The bomb employed with the Type 98 mortar is MUCH larger than the experimental grenade John has. Here are a few photos of the example at the Oregon Military Museum. You can get a feel for its size from the Navy “talker” helmet and 20mm Oerlikon magazine behind the mortar. The wood shaft is just a bit smaller than 50mm in diameter and the metal box for the main charge is 6" or 8" square.

Sorry those last two are a bit fuzzy but you can see this stick bomb is about 2 feet long and much larger than any rifle or pistol grenade could be.

Thank you for the excellent photos. My “grenade” has a 25mm shaft. The base cap looks similar but is not a screw .It is a raised dimple. The base cap also has obturation washers.

I am looking for a Japaness one inch flare gun with a stock although captured ones from any other country could have been used. This is a factory made item. Co. Jarrett was never able to run it down but maybe we can.

This is the German flaregun style pistol which throws a grenade on a shaft. Does anyone know if the Japanese used a simliar weapon or obtained some of these from Germany ?

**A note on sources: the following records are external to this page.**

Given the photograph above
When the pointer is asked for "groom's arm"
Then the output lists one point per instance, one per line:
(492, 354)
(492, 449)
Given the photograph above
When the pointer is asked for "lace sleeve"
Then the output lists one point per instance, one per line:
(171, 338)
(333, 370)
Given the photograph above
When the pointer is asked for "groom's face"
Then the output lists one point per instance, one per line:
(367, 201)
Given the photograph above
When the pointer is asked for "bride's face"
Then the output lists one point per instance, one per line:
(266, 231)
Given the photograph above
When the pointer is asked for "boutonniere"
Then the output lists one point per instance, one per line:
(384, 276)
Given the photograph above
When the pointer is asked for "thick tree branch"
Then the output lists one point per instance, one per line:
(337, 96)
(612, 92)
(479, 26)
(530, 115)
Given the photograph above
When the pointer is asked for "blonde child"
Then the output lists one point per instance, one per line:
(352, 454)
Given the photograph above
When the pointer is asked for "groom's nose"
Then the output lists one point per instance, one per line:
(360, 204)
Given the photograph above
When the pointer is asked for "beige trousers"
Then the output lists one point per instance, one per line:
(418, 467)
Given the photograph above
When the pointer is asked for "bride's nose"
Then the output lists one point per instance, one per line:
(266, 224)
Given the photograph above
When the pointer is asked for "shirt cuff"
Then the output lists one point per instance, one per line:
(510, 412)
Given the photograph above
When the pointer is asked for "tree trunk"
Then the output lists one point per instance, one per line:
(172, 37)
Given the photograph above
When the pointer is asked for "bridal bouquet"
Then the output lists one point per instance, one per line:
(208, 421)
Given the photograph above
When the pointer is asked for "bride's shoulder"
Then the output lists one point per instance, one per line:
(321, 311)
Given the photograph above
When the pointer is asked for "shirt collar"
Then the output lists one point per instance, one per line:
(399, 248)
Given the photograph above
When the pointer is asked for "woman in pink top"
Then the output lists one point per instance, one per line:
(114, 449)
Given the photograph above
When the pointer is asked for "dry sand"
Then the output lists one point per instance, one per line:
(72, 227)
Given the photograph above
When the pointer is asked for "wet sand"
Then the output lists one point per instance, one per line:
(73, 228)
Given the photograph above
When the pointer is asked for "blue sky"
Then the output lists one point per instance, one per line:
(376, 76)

And, yet a THIRD shot at this :-); this page (carbinesforcollectors.com/japflare.html) shows the primary flare pistols used by Japan, which were in 35mm, 28mm, and 20mm calibres, but none of them show any sort of a shoulder-stock (or provision for attachment thereof). Towards the end of the war, it’s likely that they would’ve considered using the single-barreled KFC/Kawaguchiya type as a sort of grenade launcher along the lines of the German type above, but with a stock added.

They also captured lots of French and Dutch flare guns in IndoChina. Did these folks have anything in one inch with a stock?

Anyone ?

I have been advised that Japan obtained a number of these guns from Germany. Does anyone know more about it ?



I know nothing about this but, WOW, it is a super interesting thread. I hope someone tracks down this information to this mystery.